Unpacking sensitive research: a stimulating exploration of an established concept

Mallon, Sharon; Borgstrom, Erica and Murphy, Sam (2020). Unpacking sensitive research: a stimulating exploration of an established concept. International Journal of Social Research Methodology (Early Access).

DOI: https://doi.org/10.1080/13645579.2020.1857965


We are living in turbulent times. The hashtag #MeToo went viral in 2017; the death of George Floyd propelled the Black Lives Matter movement back into international headlines; and the emergence of COVID-19 has brought to the fore issues around illness, death, dying and bereavement, it seems that emotions and sensitivities are running high for many people, if not for everyone.

In 2018, when we conceived this special issue, we noted in our proposal that since the term ‘sensitive research’ first emerged, there has been a growing acceptance that many research topics are ‘sensitive’ in nature (De Laine, 2000; Lee, 1993; Lee & Renzetti, 1990).
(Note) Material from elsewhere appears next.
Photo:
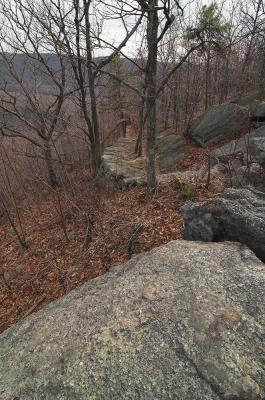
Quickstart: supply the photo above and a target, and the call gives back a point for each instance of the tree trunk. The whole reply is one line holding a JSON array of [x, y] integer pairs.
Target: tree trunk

Writing this, in late 2020, it now feels as if all topics are ‘sensitive’ in ways we have only begun to consider, and the emergence and ongoing debate about ‘cancel culture’ has added a new and highly controversial element to these sensitivities. It seems therefore that this special issue is more important than ever, given our overarching objective was to critique and challenge some of the presuppositions that have emerged around ‘sensitive’ topics of research.
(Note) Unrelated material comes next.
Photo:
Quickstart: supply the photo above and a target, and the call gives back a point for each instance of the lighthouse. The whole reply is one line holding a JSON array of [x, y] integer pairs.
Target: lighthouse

This special issue emerges from a perspective that proposes that affording the moniker of ‘sensitive’ to a research project has wide-reaching epistemological implications and dictates the basic methodological parameters under which much ‘sensitive’ social science research is undertaken. Indeed, at the core of this special issue is the theoretical argument that the assumed nature of the term ‘sensitive research’, including how it is normatively and routinely applied to a range of topics, uncritically reproduces ways of categorising the social world and sets of relationships. From ethics committees presuming what harms research may present and who needs protecting, to implicit practices in academia that promote research that is deemed less socially or politically ‘risky’. Yet, attempting to contain sensitive research in this way fails to adequately account for the experiences and complex mix of emotions at the heart of many research encounters and across research careers. We acknowledge that the recent turn towards emotional aspects of such research is helpful. However, we also feel it is about much more than ‘just’ emotions. It is our suggestion that broader experiences, including the reactions of others to our research, and complex emotions that fundamentally affect how researchers make knowledge claims about all sorts of divergent issues.

Consequently, the articles which follow have emerged from a collective endeavour to reflect upon a range of research practices around ‘sensitive research’ and to provide in-depth explorations about what this label means to different researchers; how the research is undertaken, including the need to be ‘sensitive’ as a researcher; the sensitivities engendered and required by the research; and thus the impacts this all has on methodologies and knowledge creation. As such, we do not seek to offer a unifying definition of what sensitive research is or how to best undertake it. Indeed, the overall aim has been to enable researchers from all sectors to critically engage with what it means to do ‘sensitive research’ in the twenty-first century and to reflect on their own research practices. As such the inclusion of articles which are drawn from a range of disciplinary backgrounds from researchers who have explored a diverse range of research topics, has been entirely purposeful.